Tax Saving

There are some legitimate ways of saving taxes and the good thing is that most of them also help you grow your wealth. These options usually have a lock in period and vary in the nature and amount of return they provide.

ELSS or Equity Linked Saving Schemes, are a kind of equity-linked mutual funds. As they invest in equity or stocks, ELSS funds have the ability to deliver superior returns - 14-16% over the long term.

  • ELSS funds have a lock-in period of only 3 years – the lowest amongst the options available.
  • The return from ELSS funds is also tax-free.

Your PPF investments earn interest at a rate announced every year – currently 8.7%. PPF return is therefore mostly at par with inflation. However, it is tax-free and you can do a lump sum or small regular investments.

  • The duration of a PPF account is 15 years which is extendable by 5 years at a time. You cannot withdraw money from your PPF account except under certain conditions but not before 5 years.
  • You can invest in PPF through a bank or Post Office. Ability to invest online is limited.

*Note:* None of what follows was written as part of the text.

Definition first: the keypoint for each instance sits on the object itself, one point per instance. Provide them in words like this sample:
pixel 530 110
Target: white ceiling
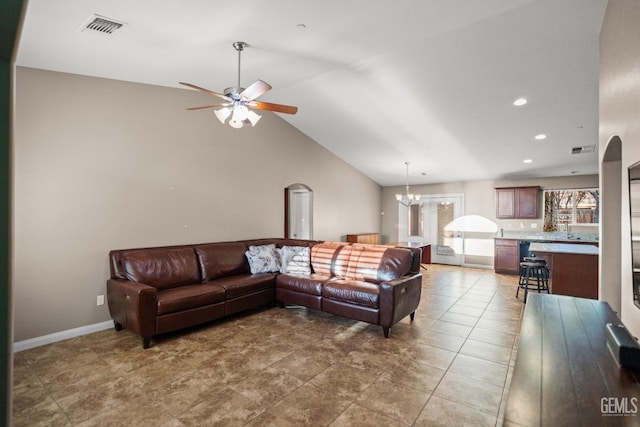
pixel 377 82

This is a variant of the regular Bank FD with a 5-year lock-in. They offer slightly higher interest rates compared to normal FDs (0.25-0.5% higher) but does not offer liquidity option- even premature withdrawal with the penalty is not possible.

  • The interest you earn on your 5-year bank FD is fully-taxable and you will have to pay taxes on a yearly basis for the interest you earn for that period.
  • TDS typically collected by banks is only 10% (20% in case you have not submitted your PAN) and if you happen to be in the 20 or 30% tax bracket, you need to pay the remaining interest while filing your IT returns.

NSC interest rates are fixed in April every year. The current rate is 8.5% for 5-year lock-in NSCs, and 8.8% for 10-year lock-in NSCs.

  • The interest accumulated is fully taxable. However, one key difference here is that the interest amount is not paid out to the investor.
  • Instead, it’s re-invested in NSC and therefore can be considered as your investment in NSC for the subsequent year.

Pension funds are designed to provide you with an income stream post retirement. They come in two flavours: Deferred Annuity and Immediate Annuity.

  • For deferred annuity plan, you invest annually until your retirement. Once you reach your retirement, you have can withdraw up to 60% of your accumulated corpus and have to re-invest the remaining in an annuity fund which will give you a monthly pension.
  • When it comes to immediate annuity plans, you invest a bulk amount one-time and get monthly pension from the next month itself. You would typically use these to invest your retirement corpus.

Tax-saving is an important part of financial planning. An intelligent tax-planning strategy can serve the dual objective of helping individuals meet their financial goals and save tax in the process.

There are some legitimate ways of saving taxes and the good thing is that most of them also help you grow your wealth. These options usually have a lock in period and vary in the nature and amount of return they provide. You must also remember that each of these alternatives also serve specific purposes and tax saving is not the purpose but an ancillary benefit of that.